Um, gasp, no, I didn't know that.

But I pressed on.  Luckily, that was an extra hot summer with many nights in front of the reading fan.  I needed the whole month of July plus half of August to finish it, but I did!
Er, this one I didn't discuss beforehand with any parent.  This hot novel was already making the rounds of my neighbor.   And all the talk was about the contents of page 27.   An education in itself.  Way too much for our innocent eyes.  Indeed, the actions on that fated page didn't seem too risque when we finally saw it on screen.  In this case, the words told the story better than the actual images.

The other Bookmobile section I would gravitate to was the sports biography and, of course, mostly baseball.  This is how I lived my summers.   Reading and watching baseball.   So, it was natural for me to spend those nights reading about the sport.
This book was a best seller.   All I knew was that it was about the exploits of Jim Bouton who used to pitch for the Yankees.  His big claim to fame was that his hat fell off every time he threw the ball.  But, this book was about a whole heck of a lot more.  I had idolized baseball stars to this date.  Now, with Bouton's tale about life on the baseball road, I realized that my heroes were indeed human. And very flawed at that.  In this book as well, there was a whole lot of "page 27" going on.
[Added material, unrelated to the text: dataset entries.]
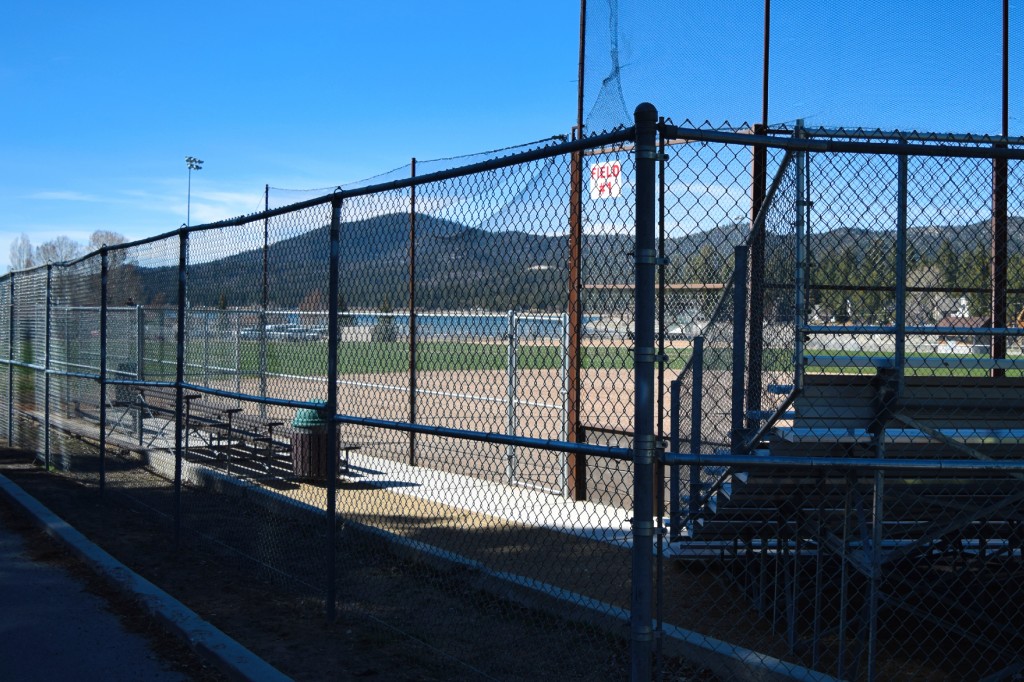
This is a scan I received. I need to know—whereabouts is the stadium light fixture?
[185,157,203,226]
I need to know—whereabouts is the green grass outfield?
[172,340,689,377]
[146,340,1024,378]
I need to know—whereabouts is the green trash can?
[292,408,328,482]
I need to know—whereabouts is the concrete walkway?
[0,475,290,682]
[0,501,188,682]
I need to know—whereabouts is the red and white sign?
[590,161,623,199]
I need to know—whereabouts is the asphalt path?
[0,502,189,682]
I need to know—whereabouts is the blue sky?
[0,0,1024,271]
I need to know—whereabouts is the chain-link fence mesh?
[9,119,1024,679]
[665,124,1024,680]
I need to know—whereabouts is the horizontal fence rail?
[0,108,1024,680]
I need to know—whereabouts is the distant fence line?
[6,106,1024,680]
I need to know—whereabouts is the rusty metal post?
[746,124,768,429]
[630,102,658,682]
[564,0,587,501]
[99,245,109,493]
[174,227,188,544]
[324,195,342,623]
[989,150,1009,377]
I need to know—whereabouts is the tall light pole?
[185,157,203,226]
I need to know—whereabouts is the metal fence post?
[731,246,746,453]
[630,102,658,682]
[43,263,53,471]
[203,309,210,388]
[99,246,109,493]
[325,195,342,623]
[505,310,519,485]
[558,312,571,498]
[174,227,188,543]
[689,336,705,518]
[669,378,694,540]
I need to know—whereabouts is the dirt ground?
[0,451,716,681]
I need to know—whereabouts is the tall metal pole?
[630,102,657,682]
[565,0,587,501]
[7,272,15,447]
[989,0,1010,377]
[43,263,53,471]
[99,246,108,493]
[325,195,342,623]
[409,157,417,467]
[174,229,188,543]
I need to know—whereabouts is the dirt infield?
[0,453,729,682]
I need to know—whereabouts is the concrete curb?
[0,474,291,682]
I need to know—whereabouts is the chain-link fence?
[6,112,1024,679]
[666,122,1024,680]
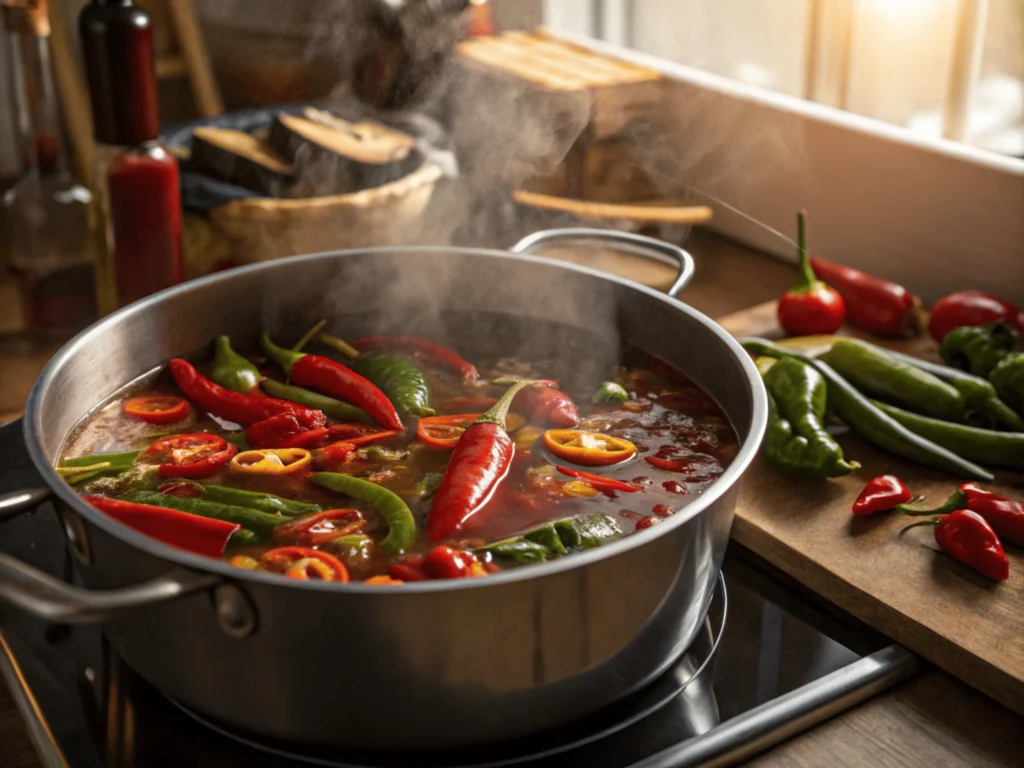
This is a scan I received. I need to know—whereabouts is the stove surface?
[0,495,918,768]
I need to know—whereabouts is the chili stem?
[316,333,360,360]
[292,317,327,352]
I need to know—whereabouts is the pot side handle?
[509,226,694,297]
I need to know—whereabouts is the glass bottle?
[79,0,184,314]
[0,0,95,335]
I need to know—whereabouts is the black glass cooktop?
[0,495,918,768]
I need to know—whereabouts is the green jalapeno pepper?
[309,472,416,554]
[939,321,1024,379]
[821,339,964,421]
[122,490,289,538]
[887,350,1024,432]
[740,339,992,480]
[874,402,1024,471]
[988,352,1024,421]
[263,379,377,424]
[210,336,263,394]
[763,357,860,477]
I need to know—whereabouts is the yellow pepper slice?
[229,449,312,475]
[544,429,637,467]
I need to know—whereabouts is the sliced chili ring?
[230,446,312,475]
[139,432,239,479]
[271,509,367,547]
[544,429,637,467]
[259,547,348,584]
[123,394,188,424]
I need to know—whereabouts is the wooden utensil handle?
[512,189,714,224]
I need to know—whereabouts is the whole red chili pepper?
[900,482,1024,547]
[928,291,1024,341]
[903,509,1010,582]
[853,475,913,515]
[811,256,920,336]
[509,379,580,428]
[778,212,846,336]
[555,467,640,496]
[260,332,403,429]
[425,381,534,540]
[83,496,242,557]
[167,357,327,429]
[352,336,479,381]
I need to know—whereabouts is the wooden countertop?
[0,230,1024,768]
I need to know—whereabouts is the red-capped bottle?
[79,0,183,313]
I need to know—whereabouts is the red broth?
[61,335,737,584]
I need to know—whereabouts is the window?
[544,0,1024,157]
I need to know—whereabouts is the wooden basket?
[182,163,441,278]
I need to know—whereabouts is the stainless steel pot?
[0,229,767,750]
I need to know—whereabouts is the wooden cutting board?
[720,302,1024,715]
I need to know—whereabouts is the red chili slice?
[416,414,480,449]
[271,509,367,547]
[260,547,348,584]
[555,467,640,496]
[124,394,188,424]
[139,432,239,479]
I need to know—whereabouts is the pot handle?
[0,553,220,624]
[509,226,694,297]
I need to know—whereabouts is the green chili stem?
[292,318,327,352]
[316,333,362,360]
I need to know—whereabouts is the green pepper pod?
[197,482,322,517]
[263,379,377,424]
[740,339,992,480]
[874,401,1024,472]
[309,472,416,554]
[821,339,964,421]
[939,321,1024,379]
[349,352,435,419]
[887,350,1024,432]
[764,357,860,477]
[122,490,289,539]
[988,352,1024,421]
[210,336,263,394]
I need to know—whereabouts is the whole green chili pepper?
[821,339,964,421]
[988,352,1024,421]
[887,350,1024,432]
[590,381,630,402]
[763,357,860,477]
[740,339,993,480]
[122,490,289,538]
[874,401,1024,471]
[196,482,322,517]
[263,379,377,424]
[210,336,263,394]
[309,472,416,554]
[939,321,1024,379]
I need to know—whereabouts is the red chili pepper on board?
[352,336,479,381]
[778,212,846,336]
[811,256,921,336]
[260,332,403,429]
[509,380,580,428]
[903,509,1010,582]
[900,482,1024,547]
[83,496,242,557]
[555,467,640,496]
[928,291,1024,341]
[425,381,534,540]
[167,357,327,429]
[853,475,913,515]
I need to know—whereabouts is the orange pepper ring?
[544,429,637,467]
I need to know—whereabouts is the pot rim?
[24,246,768,595]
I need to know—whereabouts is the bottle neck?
[3,2,67,176]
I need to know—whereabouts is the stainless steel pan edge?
[24,229,768,594]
Okay, this baseball biography was a little more reverential.  And my very first exposure to the team franchise that would become a major part of my life.  I longed to know what it was like for a team to play in a neighborhood like Brooklyn, which was so far away from me in Mount Vernon, New York. Indeed, it was a borough I didn't set foot in until I was in college.  I was dying to experience hometown New York baseball in the 50s.  This book brought it to me.  And, to this day, it's one of the best books I ever read.
Okay, not everything I read during the summer came from the Bookmobile. One of my annual hot weather traditions was to devour the annual yearbook of my beloved New York Mets.  Back then, these publications actually had written content and not just pictures.  I would dig in for a week or two and chew up all the stories and the stats about my favorite players.  By the end of July, I could recite it verbatim.

Hey, it may not have been Charles Dickens, but all of the above was still reading.   Today, as you know, I don't do it as much as I should.   Maybe it's because it's just not the same.   Nestled in my little breezy nook.

Hmm, maybe I should buy a window fan.

Dinner last night:  Turkey wrap at the Hollywood Bowl.